Figure 3. Positive correlation between dsRNA binding and RNA silencing suppression activity revealed by a dsRNA-triggered silencing suppression test.

GFP fluorescence pictures taken under an epifluorescence microscope (A) and Northern blot analysis of GFP mRNA accumulation (B) of leaves of two N. benthamiana plants infiltrated with agrobacteria carrying the plasmid indicated above each lane (red bars indicate mutated patches). EtBr-stained rRNA is shown as loading control.

Figure 4. VP3 proteins from fish- and insect-infecting birnaviruses suppress RNA silencing in a dsRNA-triggered test.

(A) (Upper panels) purified DXV VP3 (final concentration of 8.5, 17, 34 and 68 nM) and IPNV VP3 (final concentration of 10, 20, 40 and 80 nM) were incubated with IBDV genomic dsRNAs. Protein-dsRNA complexes were resolved in agarose gels, stained with EtBr, and photographed under UV light. (Lower panels) purified DXV VP3 (final concentration of 70, 140, 280, 560 and 1120 nM) and IPNV VP3 (final concentration of 80, 160, 320, 640 and 1280 nM) were incubated with ³²P-labelled 21-nt ds small RNAs. Protein-small RNA complexes were resolved in polyacrylamide gels and revealed by autoradiography. (B) GFP fluorescence pictures taken under an epifluorescence microscope using the same exposure time, and (C) Northern blot analysis of GFP mRNA in agroinfiltrated leaf patches from two N. benthamiana plants expressing the indicated constructs, and collected at 6 days post agroinfiltration. EtBr-stained rRNA is shown as loading control.

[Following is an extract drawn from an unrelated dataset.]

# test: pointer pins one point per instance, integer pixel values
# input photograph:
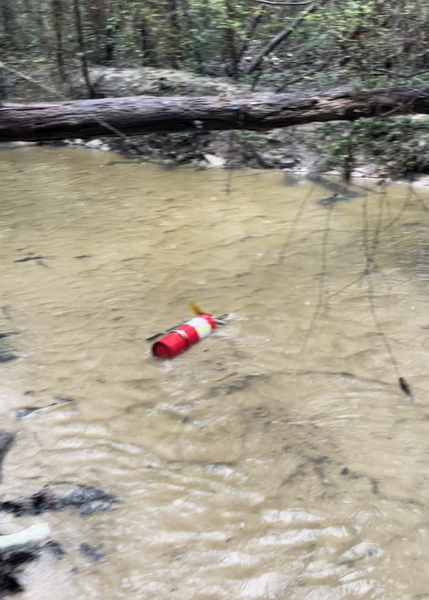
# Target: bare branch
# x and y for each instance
(283, 34)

Figure 5. IBDV VP3 is able to functionally replace the HCPro silencing suppressor in a PPV infection.

(A) Schematic representation of full-length cDNA clones derived from PPV and employed to infect N. benthamiana biolistically. The coding sequence of the GFP protein inserted between the NIb and CP cistrons is represented with a green rectangle. Black arrows indicate self-cleavages by the corresponding viral proteases, whereas the grey arrow indicates a cleavage in trans by the action of NIaPro. (B) GFP expression pattern of plants infected with the indicated viruses. Pictures of inoculated leaves collected at 7 days post inoculation (dpi), and the forth (+4) and fifth (+5) leaves above the inoculated one and the most apical leaves collected at 22 dpi were taken under an epifluorescence microscope. (C) Western blot analyses of plant tissue showing GFP foci collected at 9 dpi from inoculated leaves (upper panel) and at 22 dpi from upper non-inoculated leaves (+4 and +5 leaves) (lower panel) of two independent infected plants. (D) Western blot analysis of old (O) and young (Y) leaves collected at 38 dpi from two independent infected N. benthamiana plants. A polyclonal serum specific for PPV CP was used for assessment of virus accumulation, whereas immunoreaction with polyclonal sera specific for IBDV VP3 confirmed the identity of the infecting chimera. The membranes stained with Ponceau red showing the Rubisco are included as loading controls.